My question, in its most general form is this:

Given a fiber bundle $F\rightarrow E\rightarrow B$, when is there a fiber bundle $B\rightarrow E\rightarrow F$?

Here, F,E, and B can lie in whichever category you wish, but I'm mostly interested in the case where all 3 are smooth closed manifolds.

Now, I realize that the initial answer is "unless E is a product, essentially never", so here is a more focused question (with background).
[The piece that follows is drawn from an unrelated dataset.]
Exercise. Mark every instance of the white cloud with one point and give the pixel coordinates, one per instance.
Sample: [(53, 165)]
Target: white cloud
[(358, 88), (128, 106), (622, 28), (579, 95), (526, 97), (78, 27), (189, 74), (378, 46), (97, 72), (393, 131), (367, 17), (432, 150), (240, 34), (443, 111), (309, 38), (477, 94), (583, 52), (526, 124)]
I've been studying a certain class of free actions of the 3-torus $T^3$ on $S^3\times S^3\times S^3 = (S^3)^3$. For each of these actions, by quotienting out by various subtori, I can show that the orbit space $E=(S^3)^3/T^3$ simultaneously fits into 2 fiber bundles:

$$S^2\rightarrow E \rightarrow S^2\times S^2$$ and $$S^2\times S^2\rightarrow E\rightarrow S^2$$ where the structure group for both bundles is $S^1$.
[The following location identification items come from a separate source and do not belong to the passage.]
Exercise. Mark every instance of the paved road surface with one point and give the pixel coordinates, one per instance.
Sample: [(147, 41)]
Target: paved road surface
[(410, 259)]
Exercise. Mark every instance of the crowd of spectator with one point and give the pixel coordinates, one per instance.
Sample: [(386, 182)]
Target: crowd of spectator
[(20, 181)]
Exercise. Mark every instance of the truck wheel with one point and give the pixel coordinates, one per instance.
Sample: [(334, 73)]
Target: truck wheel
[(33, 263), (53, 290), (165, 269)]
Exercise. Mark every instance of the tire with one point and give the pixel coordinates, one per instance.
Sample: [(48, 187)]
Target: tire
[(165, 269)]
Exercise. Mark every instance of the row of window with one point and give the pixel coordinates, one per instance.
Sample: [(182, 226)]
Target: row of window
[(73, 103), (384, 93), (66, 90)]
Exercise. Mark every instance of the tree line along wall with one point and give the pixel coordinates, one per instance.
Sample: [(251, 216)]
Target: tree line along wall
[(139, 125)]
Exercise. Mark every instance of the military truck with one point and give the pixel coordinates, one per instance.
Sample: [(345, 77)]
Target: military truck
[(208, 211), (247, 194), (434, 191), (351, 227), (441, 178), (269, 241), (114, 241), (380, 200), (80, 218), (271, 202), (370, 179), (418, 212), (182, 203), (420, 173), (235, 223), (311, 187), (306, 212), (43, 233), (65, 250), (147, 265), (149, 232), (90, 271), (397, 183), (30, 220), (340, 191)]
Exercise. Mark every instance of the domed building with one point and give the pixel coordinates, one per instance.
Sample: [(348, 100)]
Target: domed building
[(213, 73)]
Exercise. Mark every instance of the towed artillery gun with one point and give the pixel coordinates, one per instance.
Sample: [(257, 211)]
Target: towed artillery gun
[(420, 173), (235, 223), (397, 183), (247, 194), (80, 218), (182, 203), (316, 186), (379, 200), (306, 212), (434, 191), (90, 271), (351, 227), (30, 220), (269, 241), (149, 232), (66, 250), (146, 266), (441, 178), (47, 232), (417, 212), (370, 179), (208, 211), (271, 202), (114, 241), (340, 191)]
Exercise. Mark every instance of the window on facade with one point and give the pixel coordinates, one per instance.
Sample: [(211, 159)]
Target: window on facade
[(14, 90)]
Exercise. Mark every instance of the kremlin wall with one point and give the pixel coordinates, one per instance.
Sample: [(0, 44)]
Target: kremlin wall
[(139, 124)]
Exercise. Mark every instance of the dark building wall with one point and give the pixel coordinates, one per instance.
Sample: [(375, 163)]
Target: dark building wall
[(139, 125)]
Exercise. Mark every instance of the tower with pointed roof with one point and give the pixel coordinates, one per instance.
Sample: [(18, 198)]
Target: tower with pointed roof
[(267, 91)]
(In fact, the class of actions also gives rise to examples where either $S^2\times S^2$ can independently be replaced with $\mathbb{C}P^2\sharp -\mathbb{C}P^2$, the unique nontrivial $S^2$ bundle over $S^2$.)
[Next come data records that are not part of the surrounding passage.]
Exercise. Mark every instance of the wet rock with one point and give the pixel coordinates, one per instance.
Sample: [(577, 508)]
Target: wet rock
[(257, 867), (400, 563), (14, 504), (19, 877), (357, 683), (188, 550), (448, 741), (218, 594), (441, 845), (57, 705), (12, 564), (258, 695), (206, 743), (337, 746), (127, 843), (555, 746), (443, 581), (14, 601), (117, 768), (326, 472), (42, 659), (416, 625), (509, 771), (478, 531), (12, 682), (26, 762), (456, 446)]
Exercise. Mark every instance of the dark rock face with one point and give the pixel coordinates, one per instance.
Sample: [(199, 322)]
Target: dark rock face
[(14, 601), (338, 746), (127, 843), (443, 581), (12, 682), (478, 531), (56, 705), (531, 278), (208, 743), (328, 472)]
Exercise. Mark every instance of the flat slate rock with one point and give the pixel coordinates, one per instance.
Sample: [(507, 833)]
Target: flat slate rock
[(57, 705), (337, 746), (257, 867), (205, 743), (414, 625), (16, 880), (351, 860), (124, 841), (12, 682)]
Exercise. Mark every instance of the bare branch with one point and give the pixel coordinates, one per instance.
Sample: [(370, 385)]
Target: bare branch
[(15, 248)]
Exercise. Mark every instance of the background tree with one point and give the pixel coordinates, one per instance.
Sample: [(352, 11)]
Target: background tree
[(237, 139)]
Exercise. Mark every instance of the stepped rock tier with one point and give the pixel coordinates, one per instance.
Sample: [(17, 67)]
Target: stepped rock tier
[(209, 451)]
By computing characteristic classes for (the tangent bundle to) E, I know that for an infinite sublcass of the actions I'm looking at, E is not homotopy equivalent to $S^2\times S^2\times S^2$, and each of the E are pairwise nondiffeomorphic.

I suspect the reason I could find so many E which fit into "reversible" fiber bundles is strongly related with the fact that the fiber and base are so closely related.

And so, I ask

For fixed manifold M, what is the relationship between bundles $X\rightarrow E\rightarrow M$ and $M\rightarrow E'\rightarrow X$ where $X$ is some $M$ bundle over $M$?

And just in case there is no general relationship,

Is there a reason I should have expected there to be a relationship in my examples, even though in general there isn't?

  • $\begingroup$ If $G$ acts freely on $M_1\times M_2$ and $G=G_1\times G_2$ where $G_i$ preserves $M_i$ then $(M_1\times M_2)/G$ can be thought of as a fibration with base $M_1/G_1$ and fibre $M_2/G_2$ or vice-versa. Is this the case with your examples? $\endgroup$ Apr 11, 2010 at 2:21
  • $\begingroup$ @Somnath: It doesn't QUITE seem to be of that type, though it's close: the first circle factor of $T^3$ acts only on the first $S^3$ factor, the second circle factor acts on the first two $S^3$ factors, and the last circle factor acts on all 3 $S^3$ factors. Or maybe I'm missing something obvious... $\endgroup$ Apr 11, 2010 at 2:36

1 Answer 1


In terms of Seifert fiber spaces, there are two examples when you consider torus bundles over $S^1$ among the ones which use periodic mapping classes: These are $(No,1|(1,0))$ and $(No,1|(1,1))$ which are respectively $K\times S^1$ and $K\times_{\tau}S^1$, where $\tau$ is the unique Dehn's twist on the Klein bottle.

Those fibrations are not unique because also $K\times S^1=(NnI,2|(1,0))$ and $K\times_{\tau}S^1=(NnI,2|(1,1))$. Curiously, if $T=S^1\times S^1$ is the 2-torus, then $T\hookrightarrow K\times S^1\to S^1$ is a "non-trivial" fibering.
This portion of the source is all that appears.